It claimed one of the divisions he was in charge of, the residential business unit, did not make an operating profit from March 2012 to August 2013, and so there was no profit growth on which to calculate the bonus. The unit had made a more than $1 million loss, Compass said.
In a series of email exchanges between company bosses, Mr Georgetti said he was owed bonuses of 25 per cent of his remuneration package, which were "not discretionary and payment of them shouldn't be affected by the business' current financial pressure". Bonus payments had previously been paid out in non-profit-making years, he said.
In its determination, the ERA said Mr Georgetti had a "contractual right" to a bonus worth up to $60,000 a year and, with the exception of targets, there were no terms or conditions attached to those bonus payments.
"Specifically, there is no reference to a bonus not being payable in the absence of a profit," the ERA said.
It also noted Compass had paid him in negative growth periods based on his own calculations in the past.
Compass was ordered to pay $16,327.22 in unpaid bonus payments.
Employment law specialist Susan Hornsby-Geluk said it was a lesson for companies to have tight contracts and clear guidelines for bonuses.

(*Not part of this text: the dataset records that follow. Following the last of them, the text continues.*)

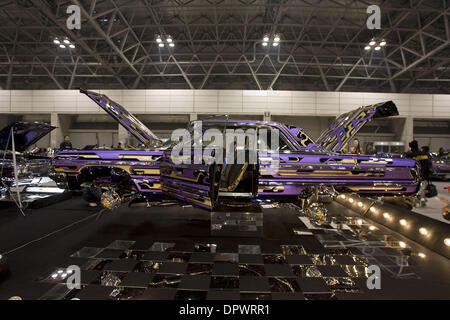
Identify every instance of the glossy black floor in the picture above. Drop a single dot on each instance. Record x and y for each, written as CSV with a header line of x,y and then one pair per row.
x,y
176,252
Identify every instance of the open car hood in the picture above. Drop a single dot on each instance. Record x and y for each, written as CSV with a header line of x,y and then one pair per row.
x,y
347,125
121,115
25,134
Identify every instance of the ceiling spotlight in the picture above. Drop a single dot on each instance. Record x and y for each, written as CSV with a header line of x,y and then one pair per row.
x,y
423,231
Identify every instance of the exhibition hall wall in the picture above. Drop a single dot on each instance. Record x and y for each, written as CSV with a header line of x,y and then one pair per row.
x,y
86,123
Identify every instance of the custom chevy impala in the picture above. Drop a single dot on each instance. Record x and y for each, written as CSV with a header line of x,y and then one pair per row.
x,y
302,163
29,163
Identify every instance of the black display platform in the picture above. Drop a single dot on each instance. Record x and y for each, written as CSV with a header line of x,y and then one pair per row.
x,y
177,252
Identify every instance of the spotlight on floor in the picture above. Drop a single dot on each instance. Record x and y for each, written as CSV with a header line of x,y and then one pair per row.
x,y
447,242
423,231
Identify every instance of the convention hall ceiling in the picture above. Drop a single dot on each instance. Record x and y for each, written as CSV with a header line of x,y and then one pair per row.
x,y
226,44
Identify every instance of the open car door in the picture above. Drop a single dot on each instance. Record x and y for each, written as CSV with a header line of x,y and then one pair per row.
x,y
347,125
202,180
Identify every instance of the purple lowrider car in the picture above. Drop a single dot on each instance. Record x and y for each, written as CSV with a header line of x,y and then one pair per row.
x,y
29,163
441,167
303,163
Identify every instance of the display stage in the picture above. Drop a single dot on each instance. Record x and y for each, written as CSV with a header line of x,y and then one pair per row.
x,y
261,251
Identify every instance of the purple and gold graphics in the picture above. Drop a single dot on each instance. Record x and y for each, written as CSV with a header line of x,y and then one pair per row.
x,y
346,126
126,119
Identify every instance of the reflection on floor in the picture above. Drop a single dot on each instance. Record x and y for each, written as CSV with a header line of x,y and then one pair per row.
x,y
271,251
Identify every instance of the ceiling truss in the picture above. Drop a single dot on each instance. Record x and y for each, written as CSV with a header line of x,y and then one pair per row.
x,y
218,45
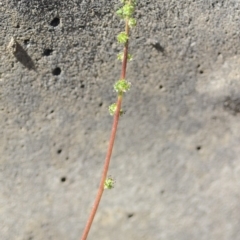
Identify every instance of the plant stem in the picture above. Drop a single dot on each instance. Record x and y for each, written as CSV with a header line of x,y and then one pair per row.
x,y
110,146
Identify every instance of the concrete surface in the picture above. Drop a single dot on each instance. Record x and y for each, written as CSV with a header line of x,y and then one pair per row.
x,y
176,158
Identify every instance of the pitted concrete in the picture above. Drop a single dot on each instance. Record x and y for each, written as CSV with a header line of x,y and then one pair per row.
x,y
176,158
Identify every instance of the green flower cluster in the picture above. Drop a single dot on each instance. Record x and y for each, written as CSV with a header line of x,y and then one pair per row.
x,y
112,109
127,10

"I've seen a number of contracts where the employer says the bonus will be discretionary but then doesn't actually specify the criteria on which that discretion has to be exercised," she said.
"So if the company does wish to put some absolute criteria, such as company profitability, that needs to be spelled out in the contract."
Contractual entitlements to bonus payments bound employers to be reasonable and not arbitrary in how they awarded them.
"It would be lawful for the company to have said in the contract that employees are only entitled to a bonus if the company makes a profit, but the fact they obviously didn't do that means they can't then just arbitrarily apply that criteria."